BANDUNG, Kanal Berita – Forum Ulama Umat Indonesia (FUUI) mengungkapkan penolakan keras terhadap usulan penggunaan dana zakat, infak, dan sedekah (ZIS) untuk mendanai program Makan Bergizi Gratis (MBG). Usulan tersebut sebelumnya dilontarkan oleh Ketua DPD Sultan Najamuddin sebagai solusi untuk menutupi kekurangan anggaran program MBG.
Ketua Umum FUUI, KH Athian Ali, menyoroti kecenderungan para calon pemimpin yang kerap mengumbar janji tanpa perencanaan matang. Menurutnya, fenomena ini kerap terjadi dalam setiap momentum pemilihan, baik di tingkat daerah maupun nasional, di mana para kandidat berlomba memberikan janji-janji program tanpa kajian mendalam mengenai implementasi dan sumber pendanaannya.

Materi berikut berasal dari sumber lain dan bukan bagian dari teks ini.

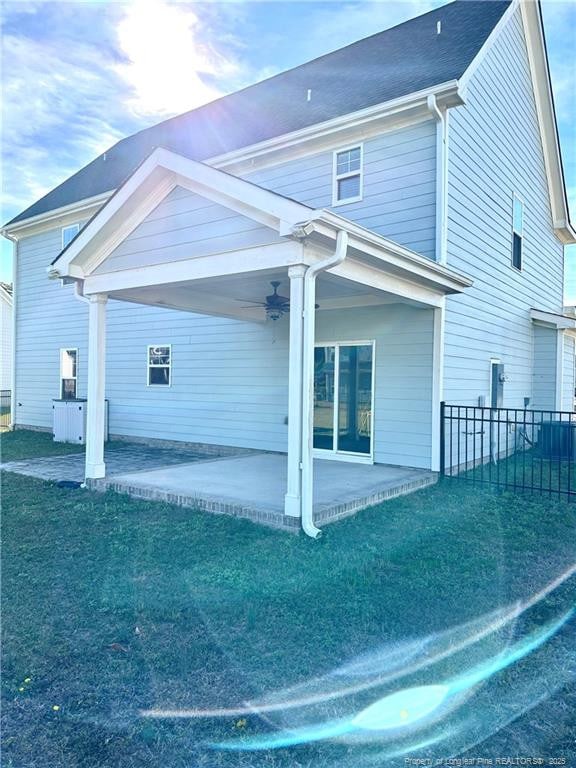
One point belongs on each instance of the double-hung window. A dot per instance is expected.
(69, 233)
(159, 365)
(347, 182)
(68, 373)
(517, 231)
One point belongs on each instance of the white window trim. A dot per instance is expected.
(68, 349)
(336, 178)
(516, 196)
(76, 227)
(333, 454)
(149, 365)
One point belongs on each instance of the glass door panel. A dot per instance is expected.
(355, 398)
(324, 375)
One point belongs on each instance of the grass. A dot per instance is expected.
(112, 606)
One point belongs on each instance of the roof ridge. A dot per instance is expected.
(286, 71)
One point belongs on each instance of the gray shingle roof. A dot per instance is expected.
(407, 58)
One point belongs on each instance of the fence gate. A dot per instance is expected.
(519, 449)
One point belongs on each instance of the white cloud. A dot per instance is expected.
(169, 58)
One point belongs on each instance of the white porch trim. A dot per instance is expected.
(293, 498)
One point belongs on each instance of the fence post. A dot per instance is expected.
(442, 439)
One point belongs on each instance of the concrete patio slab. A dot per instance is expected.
(254, 486)
(119, 459)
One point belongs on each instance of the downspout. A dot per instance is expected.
(441, 178)
(13, 400)
(309, 332)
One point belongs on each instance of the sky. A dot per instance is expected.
(77, 76)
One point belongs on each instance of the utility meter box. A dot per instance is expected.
(498, 379)
(69, 424)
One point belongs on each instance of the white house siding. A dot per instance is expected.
(229, 378)
(403, 338)
(5, 343)
(568, 373)
(183, 226)
(398, 191)
(494, 151)
(545, 358)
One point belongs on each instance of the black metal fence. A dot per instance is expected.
(5, 400)
(522, 450)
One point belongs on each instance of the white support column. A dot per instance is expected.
(95, 467)
(292, 500)
(437, 381)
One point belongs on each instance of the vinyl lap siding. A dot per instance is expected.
(568, 382)
(6, 344)
(398, 198)
(494, 151)
(184, 226)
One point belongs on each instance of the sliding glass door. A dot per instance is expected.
(343, 398)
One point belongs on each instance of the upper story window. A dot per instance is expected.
(347, 184)
(69, 233)
(517, 231)
(68, 373)
(159, 365)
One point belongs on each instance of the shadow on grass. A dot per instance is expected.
(112, 606)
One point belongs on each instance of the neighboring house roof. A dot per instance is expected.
(405, 59)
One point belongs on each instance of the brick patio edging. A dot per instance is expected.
(276, 520)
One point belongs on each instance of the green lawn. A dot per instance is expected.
(112, 606)
(27, 444)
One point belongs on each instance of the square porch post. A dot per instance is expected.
(292, 500)
(95, 421)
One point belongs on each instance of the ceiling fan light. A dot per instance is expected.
(274, 313)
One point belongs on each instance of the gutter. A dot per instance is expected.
(13, 332)
(309, 328)
(441, 178)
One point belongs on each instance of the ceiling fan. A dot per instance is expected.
(274, 304)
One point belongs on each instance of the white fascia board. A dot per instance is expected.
(67, 213)
(551, 319)
(158, 175)
(447, 94)
(331, 132)
(536, 48)
(387, 253)
(263, 257)
(357, 272)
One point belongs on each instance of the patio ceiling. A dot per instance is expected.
(231, 296)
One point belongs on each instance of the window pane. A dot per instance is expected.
(348, 188)
(68, 364)
(517, 251)
(518, 216)
(68, 389)
(324, 397)
(348, 161)
(159, 376)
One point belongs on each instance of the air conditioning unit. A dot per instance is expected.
(69, 425)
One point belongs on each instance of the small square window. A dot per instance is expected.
(68, 373)
(347, 185)
(69, 233)
(159, 365)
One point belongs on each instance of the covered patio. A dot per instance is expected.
(336, 270)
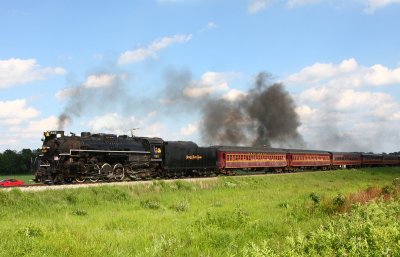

“Kenyataannya ya seperti ini, mereka mau melaksanakan tetapi tidak tahu dari mana dananya. Bagaimana pelaksanaanya dan seterusnya tidak terpikirkan sebelumnya. Contohnya sekarang mau melaksanakan janji, mereka sudah melakukan kegaduhan dengan sumber dananya dari mana tidak tahu,” ungkap KH Athian akhir pekan lalu.
Ulama senior ini mengkritisi pola pemerintah yang cenderung mengandalkan dana umat Islam ketika menghadapi kesulitan pendanaan. Ia mempertanyakan keseriusan pemerintah dalam memperhatikan aspek-aspek fundamental kehidupan beragama umat Islam, seperti pelaksanaan shalat, puasa, dan haji, namun justru lebih fokus pada pemanfaatan dana-dana yang dimiliki umat Islam.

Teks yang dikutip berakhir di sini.